You may recall a story back in 2017 where three black Chicago teens and a black woman kidnapped a white special needs teenager and tortured him while streaming it all live on Facebook. They forced the special needs teen to drink toilet water, cut his head with a knife, and say "I love black people" while they repeated things like "f**k white people" and "f*** Donald Trump." The four kidnappers were hit with hate crime charges.

For a time, there was a trend on TikTok that featured influencers and people desperate for attention, risking their lives by trespassing and invading stranger's homes. While TikTok took these posts down for violating community guidelines, the videos went on to go viral on websites like Reddit and Twitter. The teens responsible for starting the trend were eventually arrested. 

Being a criminal or committing criminal acts has become a new way to shock people into getting attention, and it's going to make things so much worse for society overall.

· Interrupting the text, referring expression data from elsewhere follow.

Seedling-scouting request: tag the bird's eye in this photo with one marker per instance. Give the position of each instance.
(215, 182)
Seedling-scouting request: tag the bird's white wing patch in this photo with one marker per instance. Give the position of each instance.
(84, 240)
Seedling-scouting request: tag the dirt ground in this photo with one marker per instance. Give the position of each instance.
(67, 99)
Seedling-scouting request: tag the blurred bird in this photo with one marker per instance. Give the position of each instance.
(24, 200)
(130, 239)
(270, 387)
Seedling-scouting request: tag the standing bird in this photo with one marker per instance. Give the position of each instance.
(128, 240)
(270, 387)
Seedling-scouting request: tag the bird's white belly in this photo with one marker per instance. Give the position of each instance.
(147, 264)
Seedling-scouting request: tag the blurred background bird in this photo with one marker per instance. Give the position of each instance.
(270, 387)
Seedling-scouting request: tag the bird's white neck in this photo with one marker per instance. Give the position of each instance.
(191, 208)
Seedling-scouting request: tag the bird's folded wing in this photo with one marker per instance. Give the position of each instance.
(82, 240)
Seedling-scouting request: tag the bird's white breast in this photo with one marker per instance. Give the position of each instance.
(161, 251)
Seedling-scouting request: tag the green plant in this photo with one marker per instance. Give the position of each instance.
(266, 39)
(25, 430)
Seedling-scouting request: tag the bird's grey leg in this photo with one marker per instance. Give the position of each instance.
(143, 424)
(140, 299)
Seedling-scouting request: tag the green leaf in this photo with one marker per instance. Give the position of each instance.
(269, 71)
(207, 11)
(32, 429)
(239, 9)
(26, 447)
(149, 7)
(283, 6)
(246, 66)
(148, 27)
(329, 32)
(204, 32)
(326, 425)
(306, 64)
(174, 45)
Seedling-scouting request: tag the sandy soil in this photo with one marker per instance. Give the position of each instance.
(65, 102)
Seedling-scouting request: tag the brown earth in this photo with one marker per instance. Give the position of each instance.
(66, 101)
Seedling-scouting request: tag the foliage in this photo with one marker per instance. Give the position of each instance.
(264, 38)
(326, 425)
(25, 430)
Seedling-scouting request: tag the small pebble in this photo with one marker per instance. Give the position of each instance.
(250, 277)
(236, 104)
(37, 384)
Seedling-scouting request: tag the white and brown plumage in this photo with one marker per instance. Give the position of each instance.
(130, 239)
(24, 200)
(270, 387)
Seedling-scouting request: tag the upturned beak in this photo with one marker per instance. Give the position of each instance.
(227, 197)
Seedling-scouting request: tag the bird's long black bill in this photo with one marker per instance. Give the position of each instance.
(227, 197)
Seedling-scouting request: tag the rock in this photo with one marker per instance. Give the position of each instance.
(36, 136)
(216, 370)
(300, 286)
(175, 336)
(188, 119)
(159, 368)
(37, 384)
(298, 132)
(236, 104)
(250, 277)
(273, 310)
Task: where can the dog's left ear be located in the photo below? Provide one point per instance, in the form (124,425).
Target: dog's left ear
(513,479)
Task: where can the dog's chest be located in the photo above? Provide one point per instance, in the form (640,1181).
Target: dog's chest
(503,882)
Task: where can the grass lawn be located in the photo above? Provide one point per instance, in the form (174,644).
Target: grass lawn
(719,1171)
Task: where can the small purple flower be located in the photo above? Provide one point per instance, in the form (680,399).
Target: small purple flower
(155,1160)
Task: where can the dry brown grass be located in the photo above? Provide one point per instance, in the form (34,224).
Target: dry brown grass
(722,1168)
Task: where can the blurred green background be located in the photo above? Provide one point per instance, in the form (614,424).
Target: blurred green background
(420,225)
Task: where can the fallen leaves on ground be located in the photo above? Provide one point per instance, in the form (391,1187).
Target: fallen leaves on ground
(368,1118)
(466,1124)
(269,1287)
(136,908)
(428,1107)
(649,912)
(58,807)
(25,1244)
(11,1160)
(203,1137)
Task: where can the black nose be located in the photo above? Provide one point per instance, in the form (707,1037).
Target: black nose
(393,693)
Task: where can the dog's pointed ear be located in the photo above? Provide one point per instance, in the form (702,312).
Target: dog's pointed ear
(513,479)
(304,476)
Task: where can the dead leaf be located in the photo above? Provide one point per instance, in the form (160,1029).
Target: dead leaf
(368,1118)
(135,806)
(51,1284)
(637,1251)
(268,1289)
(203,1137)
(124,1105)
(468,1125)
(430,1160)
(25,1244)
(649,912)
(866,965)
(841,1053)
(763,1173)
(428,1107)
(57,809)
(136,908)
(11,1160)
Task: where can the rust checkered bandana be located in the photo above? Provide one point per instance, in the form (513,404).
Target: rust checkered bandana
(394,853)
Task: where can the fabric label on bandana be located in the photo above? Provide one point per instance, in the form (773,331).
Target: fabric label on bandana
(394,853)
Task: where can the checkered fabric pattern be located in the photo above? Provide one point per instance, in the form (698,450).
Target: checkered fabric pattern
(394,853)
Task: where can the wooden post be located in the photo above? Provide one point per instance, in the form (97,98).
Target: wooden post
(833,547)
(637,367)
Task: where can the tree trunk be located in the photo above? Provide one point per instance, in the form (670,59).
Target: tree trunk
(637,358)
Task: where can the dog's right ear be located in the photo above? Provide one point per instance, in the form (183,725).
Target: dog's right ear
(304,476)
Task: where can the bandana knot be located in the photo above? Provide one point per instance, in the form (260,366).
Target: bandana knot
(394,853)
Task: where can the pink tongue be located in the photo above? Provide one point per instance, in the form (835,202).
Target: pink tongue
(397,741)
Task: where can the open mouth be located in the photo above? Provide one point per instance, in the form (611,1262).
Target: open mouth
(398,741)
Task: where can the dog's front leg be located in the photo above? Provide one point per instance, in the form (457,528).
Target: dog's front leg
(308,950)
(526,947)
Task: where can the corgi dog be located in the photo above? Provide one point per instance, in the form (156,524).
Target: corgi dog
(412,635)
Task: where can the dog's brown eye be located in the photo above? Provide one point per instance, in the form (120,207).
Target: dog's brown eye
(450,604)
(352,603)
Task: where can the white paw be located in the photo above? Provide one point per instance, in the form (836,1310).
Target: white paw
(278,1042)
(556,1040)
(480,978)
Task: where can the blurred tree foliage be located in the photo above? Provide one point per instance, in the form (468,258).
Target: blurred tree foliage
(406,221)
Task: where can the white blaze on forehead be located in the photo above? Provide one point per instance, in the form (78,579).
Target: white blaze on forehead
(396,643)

People will see that committing crimes gets them fame and they may be willing to do a little jail time themselves if it means garnering followers and attention, even if it's negative attention. 

There's no way this doesn't go too far. Not only will this result in a rash of destruction, thefts, and being a public nuisance, but there's no way that this doesn't eventually lead to the death of the clout chaser or an innocent person. 

States should likely begin looking into the rise of the phenomenon and making examples of people who attempt to commit crimes to an audience. The sentencing of Meatball would be a good start, but they can't expect that lesson to sink in for stupid people with just one example. This will happen again in some way, shape, or form, and when it does, society needs to come down hard on the person or people who do it. Not doing so will cause more of it. 

They're called "influencers" for a reason.